Recently my class discussed democratic backsliding in regards to the Central & Eastern Europe (CEE) and actually discussed Hungary, as well as Poland, as two of the leading examples. The issue with these two states, as you expressed in your blog post, are ultimately (1) too much executive power and (2) illiberal nationalism. Illiberal nationalism is generally categorized as an extreme nationalist group that recognizes no other political groups, nationalist or otherwise, as legitimate; they are also generally violent.
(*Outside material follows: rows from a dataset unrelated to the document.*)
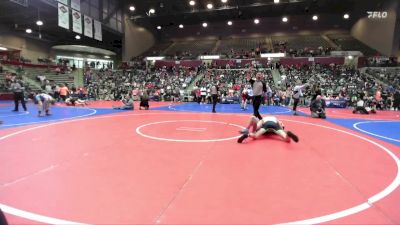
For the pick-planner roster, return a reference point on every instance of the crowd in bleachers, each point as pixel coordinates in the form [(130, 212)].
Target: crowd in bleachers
[(160, 84), (338, 83)]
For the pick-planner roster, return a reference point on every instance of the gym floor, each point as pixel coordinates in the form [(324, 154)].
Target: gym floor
[(181, 164)]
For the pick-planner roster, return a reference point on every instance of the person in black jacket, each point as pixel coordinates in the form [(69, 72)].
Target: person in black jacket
[(396, 100), (317, 108), (259, 88), (18, 90)]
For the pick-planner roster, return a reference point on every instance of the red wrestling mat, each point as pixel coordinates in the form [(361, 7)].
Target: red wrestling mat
[(186, 168), (348, 114)]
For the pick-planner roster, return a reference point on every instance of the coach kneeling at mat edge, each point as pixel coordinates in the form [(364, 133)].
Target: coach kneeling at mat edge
[(317, 108)]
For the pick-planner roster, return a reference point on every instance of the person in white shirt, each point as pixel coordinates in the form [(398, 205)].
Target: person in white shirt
[(269, 124), (297, 93), (44, 100)]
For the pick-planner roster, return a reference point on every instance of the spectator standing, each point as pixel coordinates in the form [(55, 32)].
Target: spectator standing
[(18, 89)]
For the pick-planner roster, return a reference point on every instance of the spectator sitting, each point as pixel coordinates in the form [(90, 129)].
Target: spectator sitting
[(74, 101)]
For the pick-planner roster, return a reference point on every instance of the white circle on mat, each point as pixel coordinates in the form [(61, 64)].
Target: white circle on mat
[(138, 130), (374, 134)]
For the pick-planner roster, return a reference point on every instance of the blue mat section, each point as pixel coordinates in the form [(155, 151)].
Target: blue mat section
[(227, 108), (21, 118), (388, 131)]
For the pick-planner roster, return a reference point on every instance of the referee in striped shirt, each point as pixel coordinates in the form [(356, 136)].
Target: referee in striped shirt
[(259, 88)]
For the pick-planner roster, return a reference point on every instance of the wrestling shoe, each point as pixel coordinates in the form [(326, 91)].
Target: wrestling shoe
[(241, 139), (244, 131), (293, 136)]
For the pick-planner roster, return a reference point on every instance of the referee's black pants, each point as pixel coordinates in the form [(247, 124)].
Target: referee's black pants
[(295, 103), (256, 106), (19, 96), (215, 100)]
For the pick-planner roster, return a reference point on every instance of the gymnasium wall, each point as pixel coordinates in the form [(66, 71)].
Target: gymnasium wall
[(379, 34), (136, 40), (30, 49)]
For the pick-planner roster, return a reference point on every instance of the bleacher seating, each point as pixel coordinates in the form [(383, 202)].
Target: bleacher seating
[(157, 49)]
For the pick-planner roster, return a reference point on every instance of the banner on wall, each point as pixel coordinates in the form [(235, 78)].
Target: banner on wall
[(65, 2), (76, 22), (76, 4), (97, 31), (88, 21), (63, 16)]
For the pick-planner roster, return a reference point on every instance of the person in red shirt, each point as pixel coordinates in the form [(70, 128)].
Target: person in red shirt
[(64, 91)]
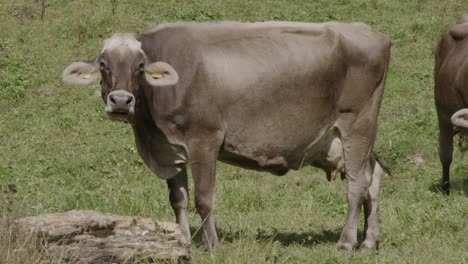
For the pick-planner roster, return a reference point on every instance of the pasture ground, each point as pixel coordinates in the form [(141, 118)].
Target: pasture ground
[(60, 151)]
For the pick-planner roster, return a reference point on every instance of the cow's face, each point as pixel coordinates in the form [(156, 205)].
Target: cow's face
[(122, 66)]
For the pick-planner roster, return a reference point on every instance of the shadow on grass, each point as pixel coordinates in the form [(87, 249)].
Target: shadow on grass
[(285, 238), (457, 185)]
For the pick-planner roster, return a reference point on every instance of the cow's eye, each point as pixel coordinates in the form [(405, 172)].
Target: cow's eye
[(141, 67), (103, 66)]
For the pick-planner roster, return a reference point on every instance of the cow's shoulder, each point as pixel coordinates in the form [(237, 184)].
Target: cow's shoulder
[(453, 43)]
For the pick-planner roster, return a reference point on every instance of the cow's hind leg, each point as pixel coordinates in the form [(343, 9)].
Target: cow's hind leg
[(371, 206), (356, 194), (178, 196), (445, 152)]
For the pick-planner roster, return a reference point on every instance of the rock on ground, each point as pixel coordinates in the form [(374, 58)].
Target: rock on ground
[(85, 236)]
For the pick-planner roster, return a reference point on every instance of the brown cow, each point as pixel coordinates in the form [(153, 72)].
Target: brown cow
[(269, 96), (451, 90)]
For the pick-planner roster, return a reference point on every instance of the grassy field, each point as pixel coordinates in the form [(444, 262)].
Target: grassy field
[(62, 153)]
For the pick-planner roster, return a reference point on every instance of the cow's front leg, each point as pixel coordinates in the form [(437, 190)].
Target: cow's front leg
[(203, 155), (178, 196), (371, 207)]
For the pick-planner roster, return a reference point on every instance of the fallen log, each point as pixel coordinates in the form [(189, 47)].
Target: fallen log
[(86, 236)]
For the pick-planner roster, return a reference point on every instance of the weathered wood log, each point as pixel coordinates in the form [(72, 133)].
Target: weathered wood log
[(85, 236)]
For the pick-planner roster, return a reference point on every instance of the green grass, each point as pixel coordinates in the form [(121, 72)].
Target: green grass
[(62, 153)]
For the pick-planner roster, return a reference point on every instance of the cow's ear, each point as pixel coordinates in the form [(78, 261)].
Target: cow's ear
[(81, 73), (161, 74)]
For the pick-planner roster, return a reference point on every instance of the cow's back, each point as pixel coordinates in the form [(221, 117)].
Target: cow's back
[(275, 88), (451, 65)]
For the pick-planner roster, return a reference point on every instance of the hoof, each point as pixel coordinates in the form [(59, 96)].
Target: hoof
[(345, 246)]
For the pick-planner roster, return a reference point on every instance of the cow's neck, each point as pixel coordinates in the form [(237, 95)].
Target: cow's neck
[(163, 158)]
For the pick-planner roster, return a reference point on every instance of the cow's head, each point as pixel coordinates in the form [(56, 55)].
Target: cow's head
[(122, 66)]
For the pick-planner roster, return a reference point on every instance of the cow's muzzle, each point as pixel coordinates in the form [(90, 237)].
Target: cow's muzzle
[(120, 105)]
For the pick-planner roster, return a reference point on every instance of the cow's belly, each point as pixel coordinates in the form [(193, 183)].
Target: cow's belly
[(324, 151)]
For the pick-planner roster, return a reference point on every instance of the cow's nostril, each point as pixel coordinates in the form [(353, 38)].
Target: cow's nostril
[(129, 100)]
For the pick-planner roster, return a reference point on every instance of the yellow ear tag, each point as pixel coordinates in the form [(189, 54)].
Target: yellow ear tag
[(85, 75), (157, 75)]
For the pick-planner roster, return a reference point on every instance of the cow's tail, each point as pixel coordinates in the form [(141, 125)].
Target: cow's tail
[(385, 168)]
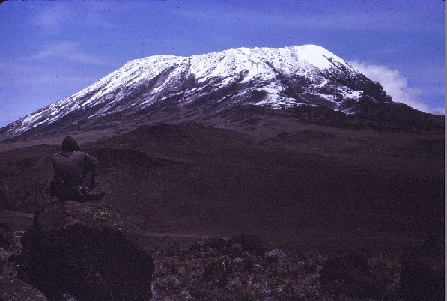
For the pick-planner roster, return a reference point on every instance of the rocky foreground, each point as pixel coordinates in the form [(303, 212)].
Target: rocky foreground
[(89, 252)]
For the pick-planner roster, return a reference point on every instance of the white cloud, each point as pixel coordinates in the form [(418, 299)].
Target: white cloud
[(395, 85)]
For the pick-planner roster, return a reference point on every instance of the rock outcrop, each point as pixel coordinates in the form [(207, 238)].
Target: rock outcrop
[(13, 289), (87, 251)]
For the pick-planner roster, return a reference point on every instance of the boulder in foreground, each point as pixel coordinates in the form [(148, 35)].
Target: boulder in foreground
[(87, 251)]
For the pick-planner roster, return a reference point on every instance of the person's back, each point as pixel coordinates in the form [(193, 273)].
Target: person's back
[(74, 173)]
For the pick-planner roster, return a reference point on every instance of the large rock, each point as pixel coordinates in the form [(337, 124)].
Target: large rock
[(87, 251), (13, 289)]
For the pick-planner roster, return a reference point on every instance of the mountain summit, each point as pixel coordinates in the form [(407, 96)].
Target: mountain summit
[(203, 86)]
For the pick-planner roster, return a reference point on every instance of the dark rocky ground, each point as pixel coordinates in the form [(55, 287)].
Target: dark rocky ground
[(274, 209)]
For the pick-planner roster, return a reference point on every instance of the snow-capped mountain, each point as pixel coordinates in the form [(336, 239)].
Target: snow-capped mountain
[(209, 84)]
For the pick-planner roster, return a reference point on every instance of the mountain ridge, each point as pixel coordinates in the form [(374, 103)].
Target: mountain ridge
[(207, 86)]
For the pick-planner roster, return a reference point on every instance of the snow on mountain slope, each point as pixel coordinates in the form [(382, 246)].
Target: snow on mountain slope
[(276, 78)]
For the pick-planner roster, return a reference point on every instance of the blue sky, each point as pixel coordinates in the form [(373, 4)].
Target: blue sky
[(53, 49)]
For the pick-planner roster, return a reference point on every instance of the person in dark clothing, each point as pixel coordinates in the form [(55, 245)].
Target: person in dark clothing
[(74, 174)]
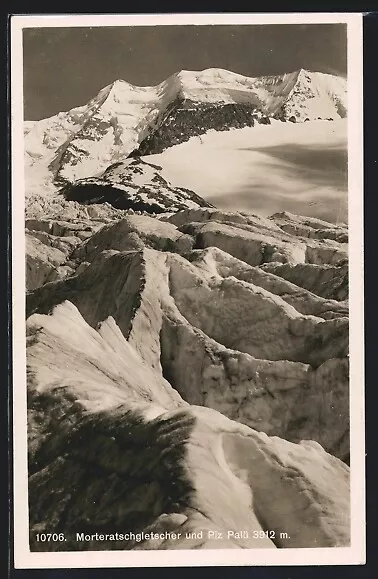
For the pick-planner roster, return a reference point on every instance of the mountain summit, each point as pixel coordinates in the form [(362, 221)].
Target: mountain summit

Since the rise of Orbán and his Fidesz party, Hungary has lost the sense of checks and balances within the different branches of their government, has a skewed voting system in favor of the Fidesz party, overextended the power of the current politicians reaching to other agencies such as the media and civil societies, as well as an extremely anti-liberal ideology which has decreased the liberties and rights of citizens.
In addition to the above, your post brings up the interesting and controversial issue of non-state intervention to another sovereign state’s right to its own government. Despite the extreme political corruption that’s occurring as a result of what appears to be Hungary’s transition from a democracy to an autocracy, its within the state’s rights to exercise whichever political system they choose. The European Union, though not directly intervening in the states politics, are taking away some of their politically legitimate credibilities within the Union and making a very bold statement in doing so. It’ll be incredibly interesting to see what will ensue as a result of the European Union’s actions- i.e. whether it’ll lead to changes within Hungary, the CEE, or the European Union as a whole.